Re: Alternative Linked Data principles from Paul Houle on 2014-04-30 (public-lod@w3.org from April 2014)

From: Paul Houle <ontology2@gmail.com>
Date: Wed, 30 Apr 2014 13:04:33 -0400
To: Melvin Carvalho <melvincarvalho@gmail.com>
Cc: Luca Matteis <lmatteis@gmail.com>, Linked Data community <public-lod@w3.org>
Message-ID: <CAE__kdRGujrN0JfZgKi81hxf2G5KaHJpXT8DuGPWac33H33TJw@mail.gmail.com>
I think also RDF is not so inflexible as people think it is.

For me the 'atom' of RDF is not the triple,  but the node.  In the
node you get the global namespace of IRIs and you also get the
richness of the xsd data types,  and plus the ability to define your
own data types.  There's a pretty clear direction towards better XML
integration as well,  since you could add XML support similar to what
is relational databases like Microsoft SQL server just by adding a few
functions to SPARQL.

In the Cyc system,  which was oriented towards very complex
ontologies,  logic and such,  it was reported that 95% of the data was
triples so the system had special optimizations for triples.  Generic
databases like Freebase and DBpedia have an even higher fraction of
instance information and the case is even stronger for them.

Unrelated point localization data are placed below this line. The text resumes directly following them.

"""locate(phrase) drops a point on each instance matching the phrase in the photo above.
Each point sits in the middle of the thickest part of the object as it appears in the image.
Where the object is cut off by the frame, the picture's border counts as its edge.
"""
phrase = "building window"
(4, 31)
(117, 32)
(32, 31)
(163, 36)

If 5% of data involves an arity greater than 3,  then there are blank
nodes or things that are similar,  such as the compound value types in
Freebase,  which are like blank nodes in some ways but have global
names.

It's a slight oversimplification to say that a triple is three nodes
with set semantics,  but if you want information that is tabular
(practical for many purposes) there is the SPARQL result set format.

The best case that 'RDF sux' comes from serialization and
deserialization overhead.  I run $500 dollar jobs in Amazon EMR where
I think at least $300 of the cost comes from
serialization/deserialization and it's clear in this case that a
compact and quickly parsable format can make the difference between
something that works in a business sense or something that doesn't.
If latency matters (i.e. you are Github and not Altassian) and you are
doing a hard-code SOA implementation

http://martinfowler.com/articles/microservices.html

then it may eventually dawn on you that your customers will feel the
difference between binary serialization and something like JSON or
Turtle.  For one thing there is the parsing overhead (you can do a lot
of FLOPS in the time that you can parse a String to a float) and
there's the issue that that kind of data set replicates schema
information in each record.

There are a lot of challenges,  though,  in implementing a complex of
services that use efficient serialization,  one of them is that you
can go crazy keeping the serialization system up to date with the data
model and dealing with the consequences in your code.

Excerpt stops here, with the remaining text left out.